Wednesday, March 10, 2010

Felix Salmon Has A Talk with Treasury Officials

And determines that they are still the banks bitches, working for them, rather than the citizenry.

In truth, Mr. Salmon did not say that Geithner and His Evil Minions see themselves as nothing more than a way to support the banksters, but that is the basic take away that I see here:
Well done to Shahien Nasiripour, who did the best job of anybody, at the Treasury blogger meeting yesterday, at getting Treasury’s officials to commit news. Specifically, he asked about Sheila Bair’s sensible idea that mortgage principal write-downs can help keep homeowners in their homes while also maximizing the value of the mortgage to the issuing bank. And he was told, quite clearly, that Treasury has been talking to Bair about this idea, and that if it makes sense at the bank level, it probably makes sense at the federal level, too, as part of the HAMP program to make mortgages affordable.
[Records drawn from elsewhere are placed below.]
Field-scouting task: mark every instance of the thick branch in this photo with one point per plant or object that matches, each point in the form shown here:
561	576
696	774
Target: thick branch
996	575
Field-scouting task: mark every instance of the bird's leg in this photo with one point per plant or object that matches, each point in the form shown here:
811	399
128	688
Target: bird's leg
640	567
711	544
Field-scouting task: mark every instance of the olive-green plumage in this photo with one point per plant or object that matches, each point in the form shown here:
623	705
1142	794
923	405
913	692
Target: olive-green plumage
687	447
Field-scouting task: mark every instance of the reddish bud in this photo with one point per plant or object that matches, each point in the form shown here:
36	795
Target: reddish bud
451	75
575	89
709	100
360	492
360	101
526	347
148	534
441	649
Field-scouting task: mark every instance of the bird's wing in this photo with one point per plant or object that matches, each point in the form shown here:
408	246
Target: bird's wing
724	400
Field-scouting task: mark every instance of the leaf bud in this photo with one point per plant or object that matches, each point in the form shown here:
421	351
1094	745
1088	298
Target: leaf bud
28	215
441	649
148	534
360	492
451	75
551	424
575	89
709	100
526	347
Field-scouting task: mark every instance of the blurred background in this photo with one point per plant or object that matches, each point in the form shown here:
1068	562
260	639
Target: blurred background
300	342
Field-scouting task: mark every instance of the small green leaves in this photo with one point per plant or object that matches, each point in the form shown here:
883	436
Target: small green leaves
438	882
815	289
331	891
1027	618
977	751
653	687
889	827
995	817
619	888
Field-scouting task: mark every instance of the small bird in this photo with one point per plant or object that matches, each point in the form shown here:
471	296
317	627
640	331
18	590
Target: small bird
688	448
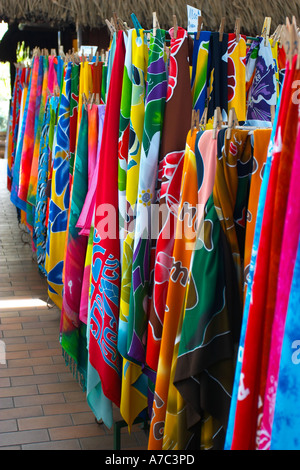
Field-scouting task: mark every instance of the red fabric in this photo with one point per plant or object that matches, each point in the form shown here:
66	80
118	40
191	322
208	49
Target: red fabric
256	348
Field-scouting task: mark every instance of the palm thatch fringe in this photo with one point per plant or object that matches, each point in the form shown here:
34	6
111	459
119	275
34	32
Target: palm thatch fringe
92	13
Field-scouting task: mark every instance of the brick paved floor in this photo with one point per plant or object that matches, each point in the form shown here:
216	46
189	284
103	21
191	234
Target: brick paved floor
42	407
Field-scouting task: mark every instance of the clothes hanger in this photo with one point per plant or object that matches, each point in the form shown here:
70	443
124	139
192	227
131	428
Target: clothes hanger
232	122
266	29
195	120
218	121
199	27
237	29
221	29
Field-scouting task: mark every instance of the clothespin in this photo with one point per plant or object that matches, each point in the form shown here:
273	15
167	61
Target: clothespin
203	120
273	111
199	26
237	29
136	24
175	26
155	23
195	120
111	28
221	30
116	22
84	100
92	101
217	121
123	25
276	35
266	29
294	38
232	122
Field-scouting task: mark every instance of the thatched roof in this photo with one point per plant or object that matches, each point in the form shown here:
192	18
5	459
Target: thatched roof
92	13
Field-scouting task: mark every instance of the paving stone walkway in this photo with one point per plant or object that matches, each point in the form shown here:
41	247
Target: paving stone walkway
42	407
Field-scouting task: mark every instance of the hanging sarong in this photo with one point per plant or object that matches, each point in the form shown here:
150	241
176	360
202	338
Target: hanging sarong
60	197
87	213
260	151
19	203
73	332
239	391
14	123
97	78
237	75
261	81
123	145
205	364
200	70
40	228
184	244
73	115
282	259
218	73
32	186
134	384
85	221
29	136
105	284
253	372
285	430
154	114
179	99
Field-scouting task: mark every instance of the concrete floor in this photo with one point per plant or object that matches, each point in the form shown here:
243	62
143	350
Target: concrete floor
42	407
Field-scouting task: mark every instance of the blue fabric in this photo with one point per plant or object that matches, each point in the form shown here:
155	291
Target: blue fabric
260	212
286	424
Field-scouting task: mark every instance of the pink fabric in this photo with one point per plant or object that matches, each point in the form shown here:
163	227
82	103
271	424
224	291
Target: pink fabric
86	216
287	262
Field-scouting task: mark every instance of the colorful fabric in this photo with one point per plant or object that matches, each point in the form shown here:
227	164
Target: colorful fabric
32	186
213	312
60	197
134	385
73	114
153	123
105	283
14	122
261	81
199	71
260	150
184	244
85	221
218	73
253	372
176	435
19	203
283	253
169	183
40	228
285	430
123	145
73	332
237	75
239	391
29	136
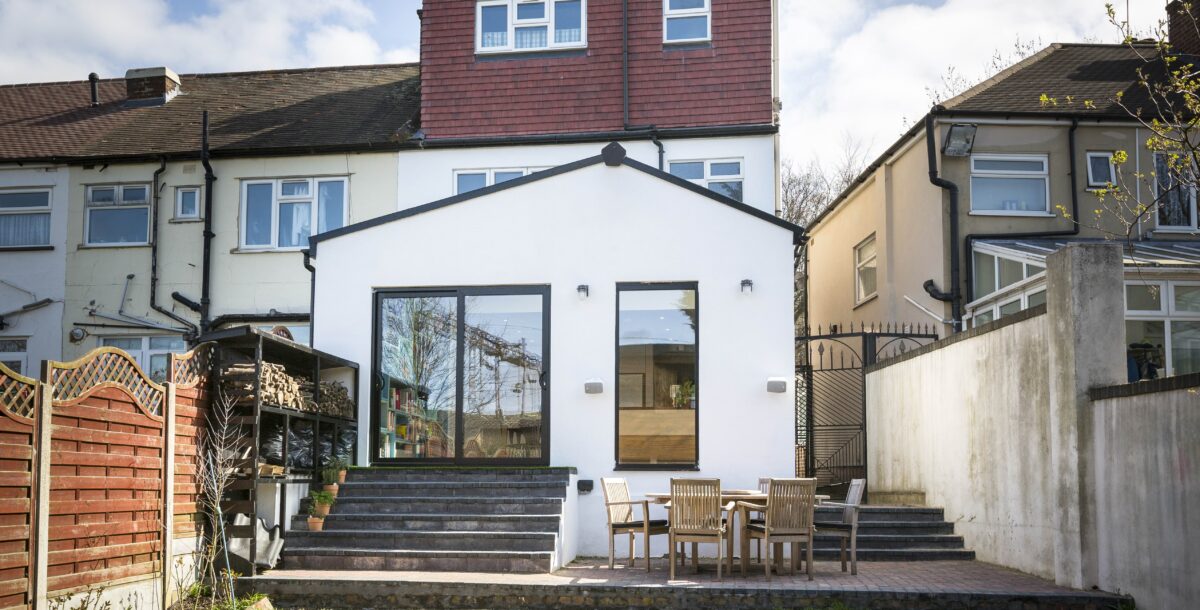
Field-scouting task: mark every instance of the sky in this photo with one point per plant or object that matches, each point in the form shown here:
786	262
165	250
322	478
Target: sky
852	71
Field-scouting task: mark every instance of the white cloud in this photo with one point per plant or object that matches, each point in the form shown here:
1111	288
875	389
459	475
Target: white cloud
861	67
64	40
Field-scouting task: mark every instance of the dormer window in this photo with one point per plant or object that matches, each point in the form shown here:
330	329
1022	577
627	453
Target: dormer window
526	25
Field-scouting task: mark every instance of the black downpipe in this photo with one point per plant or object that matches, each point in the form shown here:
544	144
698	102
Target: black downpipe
207	270
954	295
154	256
1074	214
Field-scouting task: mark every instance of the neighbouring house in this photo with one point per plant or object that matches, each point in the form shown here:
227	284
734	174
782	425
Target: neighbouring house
953	223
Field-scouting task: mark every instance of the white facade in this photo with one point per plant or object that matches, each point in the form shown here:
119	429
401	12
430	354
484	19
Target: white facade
429	174
29	275
597	226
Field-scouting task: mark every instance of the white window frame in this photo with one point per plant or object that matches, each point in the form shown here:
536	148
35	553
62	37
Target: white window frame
30	210
490	175
277	197
708	172
1092	180
118	202
1192	195
667	15
179	203
21	357
859	263
1044	174
514	23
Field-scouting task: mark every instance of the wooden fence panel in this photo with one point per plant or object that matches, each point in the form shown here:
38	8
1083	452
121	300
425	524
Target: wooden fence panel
18	407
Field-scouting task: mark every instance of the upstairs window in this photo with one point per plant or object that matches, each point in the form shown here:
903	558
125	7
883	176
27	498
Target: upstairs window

Except that once the meeting was over, its main architect, Treasury flack Andrew Williams, emailed Nasiripour to walk that particular idea back, saying that Treasury was NOT (his all caps) going to do anything “major” in terms of principal write-downs, and that any moves in that direction would be no more than “tweaks”.

………

It seems to me that insofar as Treasury has a problem with principal write-downs, that’s clearly a function of the fact that it’s worried about the consequences for banks’ balance sheets. We’re prosecuting a muddle-through strategy right now, where the government artificially props up house prices by providing substantially all of the mortgage finance in the country, in the hope that with economic recovery will come enough of a natural rebound in house prices to let the government slowly remove its support without them falling dramatically again.
(emphasis mine)

Unless the Treasury is banking on 6% inflation a year for the next 8 or 9 years, this is not going to happen.

House prices are still over valued, whether you use price to income, or rent to own (and rents are dropping too), and we are not going to see a recovery until house prices

This is complete regulatory capture, pure and simple.